The fresh tracks once again entered a section of forest that wasn’t very dense, but would certainly hinder his pursuit. Alex pulled back on his horse’s reins to slow his mount’s speed. The animal beneath him apparently had other ideas. The horse grabbed hold of the bit, and tossed its head forward, refusing to alter its pace. Racing amongst the trees, the gelding leapt over downed logs as if it’s hooves had taken on wings. All Alex could do was grab hold of the animal’s mane and guide its head in the right direction.
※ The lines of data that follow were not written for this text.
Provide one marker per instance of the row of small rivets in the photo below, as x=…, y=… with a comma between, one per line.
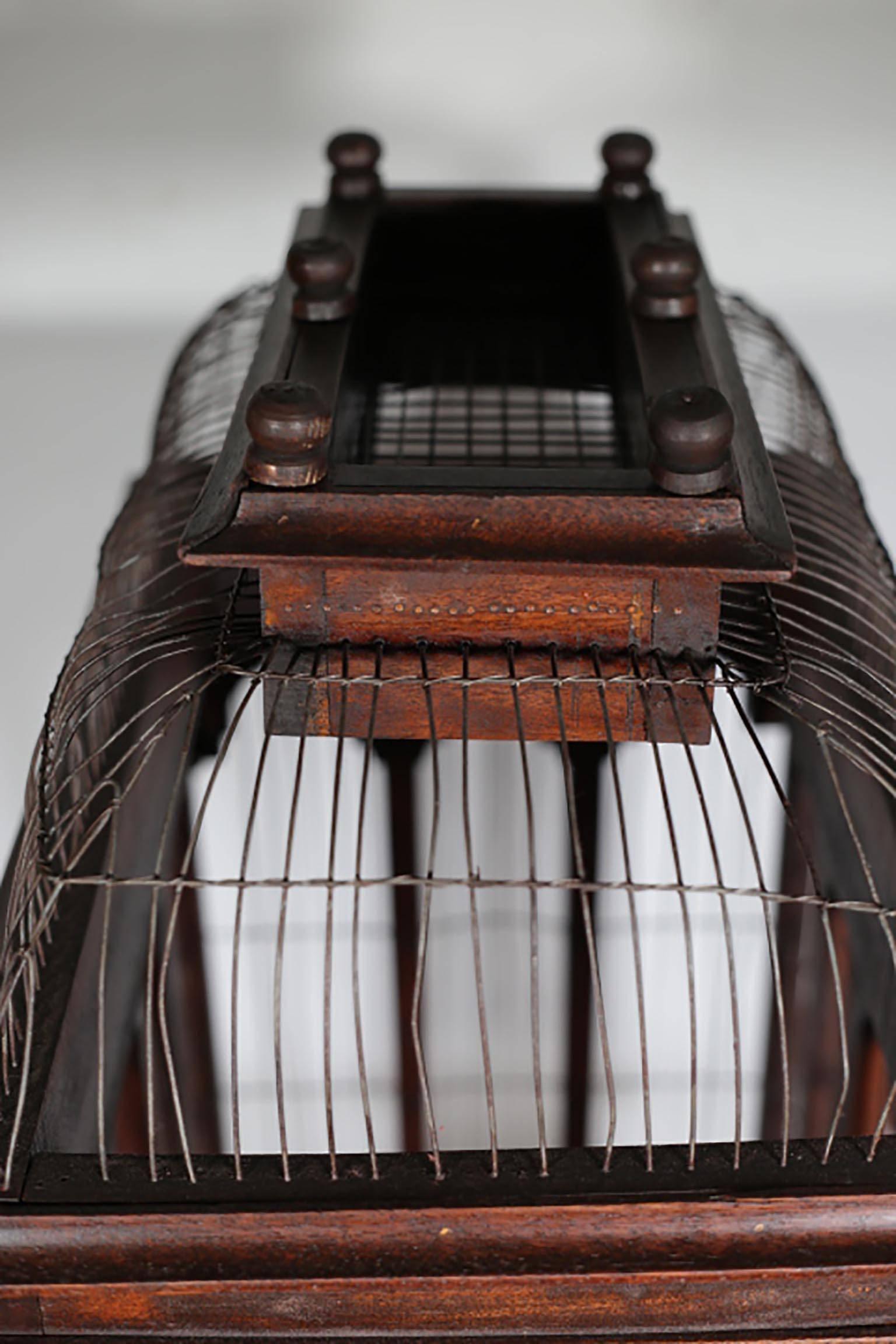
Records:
x=495, y=608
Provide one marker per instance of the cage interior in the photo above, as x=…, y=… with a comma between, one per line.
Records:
x=485, y=337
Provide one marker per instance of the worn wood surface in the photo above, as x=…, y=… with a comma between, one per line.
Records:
x=592, y=710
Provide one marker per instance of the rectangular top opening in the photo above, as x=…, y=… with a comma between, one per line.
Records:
x=484, y=337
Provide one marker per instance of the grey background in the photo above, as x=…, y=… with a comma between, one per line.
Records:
x=152, y=153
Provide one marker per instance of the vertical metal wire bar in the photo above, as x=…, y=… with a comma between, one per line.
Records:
x=888, y=936
x=101, y=992
x=425, y=923
x=534, y=917
x=30, y=991
x=766, y=905
x=723, y=902
x=504, y=409
x=633, y=910
x=469, y=398
x=539, y=404
x=281, y=926
x=356, y=913
x=804, y=848
x=172, y=921
x=682, y=902
x=475, y=917
x=174, y=804
x=328, y=932
x=578, y=859
x=238, y=929
x=434, y=409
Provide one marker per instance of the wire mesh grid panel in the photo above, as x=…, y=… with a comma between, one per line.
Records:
x=388, y=975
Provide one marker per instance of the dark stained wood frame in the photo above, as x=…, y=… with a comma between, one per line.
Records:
x=411, y=551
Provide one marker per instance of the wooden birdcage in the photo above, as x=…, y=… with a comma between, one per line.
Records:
x=456, y=885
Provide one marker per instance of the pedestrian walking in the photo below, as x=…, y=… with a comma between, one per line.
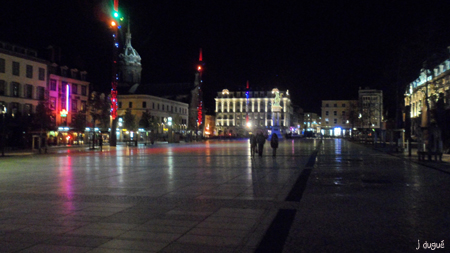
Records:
x=260, y=139
x=274, y=144
x=253, y=145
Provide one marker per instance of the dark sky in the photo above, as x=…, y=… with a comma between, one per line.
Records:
x=316, y=49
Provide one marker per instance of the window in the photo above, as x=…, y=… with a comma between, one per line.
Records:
x=27, y=109
x=14, y=109
x=29, y=91
x=63, y=88
x=41, y=74
x=2, y=65
x=2, y=87
x=29, y=71
x=41, y=93
x=16, y=68
x=52, y=84
x=52, y=103
x=15, y=87
x=74, y=106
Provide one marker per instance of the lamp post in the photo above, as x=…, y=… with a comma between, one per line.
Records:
x=3, y=111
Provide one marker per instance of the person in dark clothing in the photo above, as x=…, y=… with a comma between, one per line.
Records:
x=260, y=139
x=274, y=143
x=252, y=145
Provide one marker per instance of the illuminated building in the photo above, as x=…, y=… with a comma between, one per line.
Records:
x=23, y=79
x=231, y=112
x=433, y=83
x=370, y=108
x=336, y=117
x=311, y=122
x=159, y=108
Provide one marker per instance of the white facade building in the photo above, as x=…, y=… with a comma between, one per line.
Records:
x=371, y=108
x=335, y=117
x=160, y=110
x=23, y=79
x=233, y=108
x=68, y=93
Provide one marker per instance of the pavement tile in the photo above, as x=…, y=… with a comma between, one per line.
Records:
x=97, y=232
x=55, y=248
x=149, y=246
x=162, y=228
x=149, y=236
x=80, y=241
x=211, y=240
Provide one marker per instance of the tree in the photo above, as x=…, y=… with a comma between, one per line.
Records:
x=99, y=108
x=144, y=122
x=129, y=120
x=43, y=119
x=79, y=122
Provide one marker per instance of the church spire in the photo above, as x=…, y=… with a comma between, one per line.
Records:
x=130, y=62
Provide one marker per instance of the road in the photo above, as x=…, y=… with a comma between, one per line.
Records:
x=315, y=196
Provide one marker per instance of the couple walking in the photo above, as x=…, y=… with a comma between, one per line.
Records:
x=257, y=143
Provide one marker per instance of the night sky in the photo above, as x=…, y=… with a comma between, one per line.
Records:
x=316, y=49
When the forest opened up to another clearing, excited shouts ahead alerted him that he had caught up with his enemies. In the dim light, he saw six riders stopped at the far end of the clearing, their horses dancing nervously beneath them. One horse carried two riders, one of whom was struggling wildly. He spotted the warrior who had taunted him earlier, the white stripe of warpaint across his face distinguishing his from the others. Alex didn’t hesitate. Images of the man striking Evie merged with images of his father hitting his mother. He pointed his rifle between his mount’s ears, then took aim and fired.
A shot rang out, and the warrior dropped from his horse. Loud war cries hung in the air. Alex yanked his tomahawk from his belt. His horse galloped wildly toward the small group, its ears pinned back as if it knew what the stakes were. Alex fumbled with the flapping reins, and by the time he regained control of his charging mount, his horse had reached the raiding party. Among loud whoops and surprised hollers from the Indians, Evelyn’s high-pitched voice screamed his name. The sound of her pleas drove him into the midst of the group of warriors.
“No one steals Shadow Walker’s woman,” he roared in the language of the Blackfoot. He raised his ax, and charged among the startled Indians, close to another rider. He swung his arm back and to the side, and knocked the warrior from his horse with a well-aimed blow to the man’s abdomen. Quickly, he yanked his horse’s neck around, and kicked the gelding forward. The smell of blood and sweaty horses hung in the air. Again, he raised his tomahawk, ready for an attack. Gunshots rang out behind him, and Alex recognized Laurent’s whoops and hollers. Three of the four remaining wide-eyed Blackfeet wheeled their horses away from him and kicked their mounts into a run. The final warrior dropped Evelyn to the ground just before his horse bolted forward in pursuit of his kinsmen.